Nous passerons maintenant à un bilan sommaire de l'état de l'avancement de la recherche sur les langues en question dans la perspective de l'aménagement linguistique. Au chapitre de la lexicologie, le bilan est fort inégal comme on pourra le constater à la lecture des ouvrages mentionnés. Certaines langues, telles que l'inuktitut, le cri et le montagnais, possèdent des dictionnaires très élaborés alors que d'autres, comme l'attikamek, ne comptent que sur des lexiques fort rudimentaires.
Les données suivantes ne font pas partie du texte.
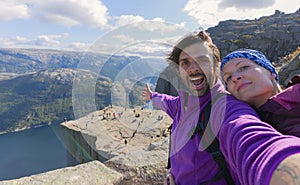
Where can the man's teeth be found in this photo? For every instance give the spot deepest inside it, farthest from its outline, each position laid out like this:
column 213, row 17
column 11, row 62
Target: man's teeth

Toutes les langues autochtones du Québec possèdent une morphologie extrêmement riche permettant de construire des mots à volonté et un lexique de quelques milliers de mots ne peut prétendre refléter la richesse lexicale de ces langues. Les lexiques les plus récents (Drapeau, 1991; MacKenzie, Whiskeychan, Salt, Blacksmith et Loutitt, 1987; Qumaq, 1991) comptent respectivement quelque 15 000, 21 000 et 30 000 mots. Pour les besoins des autochtones qui travaillent dans le domaine de l'écrit (enseignants, traducteurs, écrivains ou concepteurs de matériel pédagogique), des dictionnaires complets sont d'une absolue nécessité. Des linguistes tentent de se concerter au sujet des langues iroquoiennes afin d'établir un modèle pour les dictionnaires dans ces langues. Il est à souhaiter qu'un effort semblable voie le jour du côté des langues algonquiennes. Cette concertation s'impose d'autant plus que les Attikameks ont le projet d'élaborer un dictionnaire et que les Algonquins ont de lourds besoins à ce chapitre.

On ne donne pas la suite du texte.